On the other hand, the Republican leaders were glad of an opportunity to
make an end of the corrupt and tragic farce of Reconstruction; to unload
their party of a dead weight which had been burdensome and was growing
dangerous; mayhap to punish their Southern agents, who had demanded so much
for doctoring the returns and making an exhibit in favor of Hayes.



X


Mr. Tilden accepted the result with equanimity.

"I was at his house," says John Bigelow, "when his exclusion was announced
to him, and also on the fourth of March when Mr. Hayes was inaugurated, and
it was impossible to remark any change in his manner, except perhaps that
he was less absorbed than usual and more interested in current affairs."

His was an intensely serious mind; and he had come to regard the
presidency as rather a burden to be borne--an opportunity for public
usefulness--involving a life of constant toil and care, than as an occasion
for personal exploitation and rejoicing.

How much of captivation the idea of the presidency may have had for
him when he was first named for the office I cannot say, for he was as
unexultant in the moment of victory as he was unsubdued in the hour of
defeat; but it is certainly true that he gave no sign of disappointment to
any of his friends.

He lived nearly ten years longer, at Greystone, in a noble homestead he had
purchased for himself overlooking the Hudson River, the same ideal life of
the scholar and gentleman that he had passed in Gramercy Park.

Looking back over these untoward and sometimes mystifying events, I have
often asked myself: Was it possible, with the elements what they were, and
he himself what he was, to seat Mr. Tilden in the office to which he had
been elected? The missing ingredient in a character intellectually and
morally great and a personality far from unimpressive, was the touch of the
dramatic discoverable in most of the leaders of men; even in such leaders
as William of Orange and Louis XI; as Cromwell and Washington.

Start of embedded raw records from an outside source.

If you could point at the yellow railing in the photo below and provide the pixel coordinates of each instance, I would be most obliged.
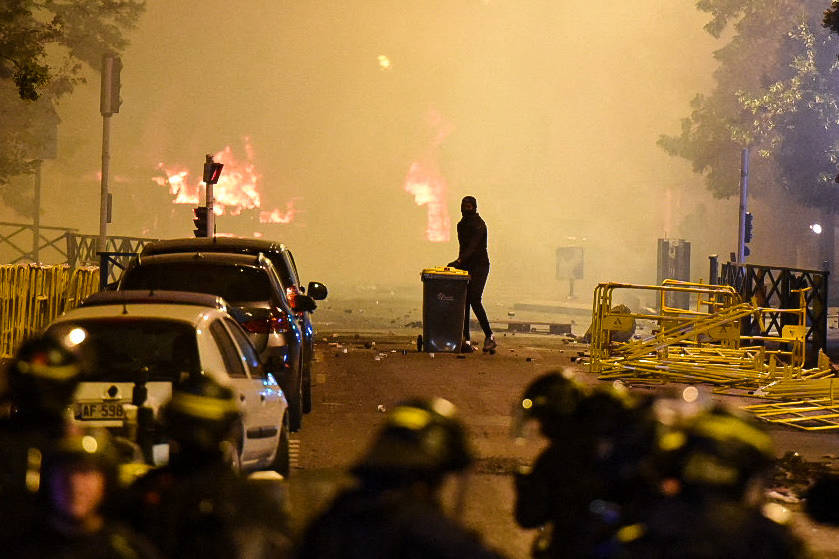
(31, 295)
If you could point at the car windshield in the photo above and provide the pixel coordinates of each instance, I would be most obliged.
(119, 347)
(285, 274)
(235, 283)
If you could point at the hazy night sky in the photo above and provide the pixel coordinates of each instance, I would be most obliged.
(553, 108)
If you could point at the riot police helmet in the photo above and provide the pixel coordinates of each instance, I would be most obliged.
(201, 414)
(553, 400)
(421, 439)
(43, 377)
(717, 451)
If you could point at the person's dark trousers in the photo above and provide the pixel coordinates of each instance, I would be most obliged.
(477, 281)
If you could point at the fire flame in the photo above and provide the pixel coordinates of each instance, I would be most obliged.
(428, 185)
(238, 188)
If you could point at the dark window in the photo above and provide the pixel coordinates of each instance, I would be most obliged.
(293, 267)
(120, 347)
(233, 282)
(251, 358)
(232, 359)
(286, 278)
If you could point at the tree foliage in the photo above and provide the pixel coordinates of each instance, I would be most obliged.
(774, 93)
(44, 47)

There was nothing spectacular about Mr. Tilden. Not wanting the sense of
humor, he seldom indulged it. In spite of his positiveness of opinion and
amplitude of knowledge he was always courteous and deferential in debate.
He had none of the audacious daring, let us say, of Mr. Elaine, the
energetic self-assertion of Mr. Roosevelt. Either in his place would have
carried all before him.

I repeat that he was never a subtle schemer--sitting behind the screen and
pulling his wires--which his political and party enemies discovered him to
be as soon as he began to get in the way of the machine and obstruct the
march of the self-elect. His confidences were not effusive, nor their
subjects numerous. His deliberation was unfailing and sometimes it carried
the idea of indecision, not to say actual love of procrastination. But in
my experience with him I found that he usually ended where he began, and it
was nowise difficult for those whom he trusted to divine the bias of his
mind where he thought it best to reserve its conclusions.

I do not think in any great affair he ever hesitated longer than the
gravity of the case required of a prudent man or that he had a preference
for delays or that he clung tenaciously to both horns of the dilemma, as
his training and instinct might lead him to do, and did certainly expose
him to the accusation of doing.

He was a philosopher and took the world as he found it. He rarely
complained and never inveighed. He had a discriminating way of balancing
men's good and bad qualities and of giving each the benefit of a generous
accounting, and a just way of expecting no more of a man than it was in him
to yield. As he got into deeper water his stature rose to its level, and
from his exclusion from the presidency in 1877 to his renunciation of
public affairs in 1884 and his death in 1886 his walks and ways might have
been a study for all who would learn life's truest lessons and know the
real sources of honor, happiness and fame.